Now that you're in the Materialize CLI, define all of the tables in mysql.shop as Kafka sources:

CREATE SOURCE purchases
FROM KAFKA BROKER 'redpanda:9092' TOPIC 'mysql.shop.purchases'
FORMAT AVRO USING CONFLUENT SCHEMA REGISTRY 'http://redpanda:8081'
ENVELOPE DEBEZIUM;

CREATE SOURCE items
FROM KAFKA BROKER 'redpanda:9092' TOPIC 'mysql.shop.items'
FORMAT AVRO USING CONFLUENT SCHEMA REGISTRY 'http://redpanda:8081'
ENVELOPE DEBEZIUM;

CREATE SOURCE users
FROM KAFKA BROKER 'redpanda:9092' TOPIC 'mysql.shop.users'
FORMAT AVRO USING CONFLUENT SCHEMA REGISTRY 'http://redpanda:8081'
ENVELOPE DEBEZIUM;

CREATE SOURCE json_pageviews
FROM KAFKA BROKER 'redpanda:9092' TOPIC 'pageviews'
FORMAT BYTES;

Because the first three sources are pulling message schema data from the registry, Materialize knows the column types to use for each attribute. The last source is a JSON-formatted source for the pageviews.
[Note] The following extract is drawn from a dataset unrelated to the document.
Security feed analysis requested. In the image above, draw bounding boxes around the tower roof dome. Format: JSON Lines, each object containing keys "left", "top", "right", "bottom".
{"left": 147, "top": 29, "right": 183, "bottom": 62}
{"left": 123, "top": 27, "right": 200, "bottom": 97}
Now if you run SHOW SOURCES; in the CLI, you should see the four sources we created:

materialize=> SHOW SOURCES;
    name
----------------
items
json_pageviews
purchases
users
(4 rows)

materialize=>

Next we will create a NON-materialized view, you can almost think of this as a reusable template to be used in other materialized view.

CREATE VIEW pageview_stg AS
    SELECT
        *,
        regexp_match(url, '/(products|profiles)/')[1] AS pageview_type,
        (regexp_match(url, '/(?:products|profiles)/(\d+)')[1])::INT AS target_id
    FROM (
        SELECT
            (data->'user_id')::INT AS user_id,
            data->>'url' AS url,
            data->>'channel' AS channel,
            (data->>'received_at')::double AS received_at
        FROM (
            SELECT CAST(data AS jsonb) AS data
            FROM (
                SELECT convert_from(data, 'utf8') AS data
                FROM json_pageviews
            )
        )
    );

Analytical Views: Let's create a couple analytical views to get a feel for how it works.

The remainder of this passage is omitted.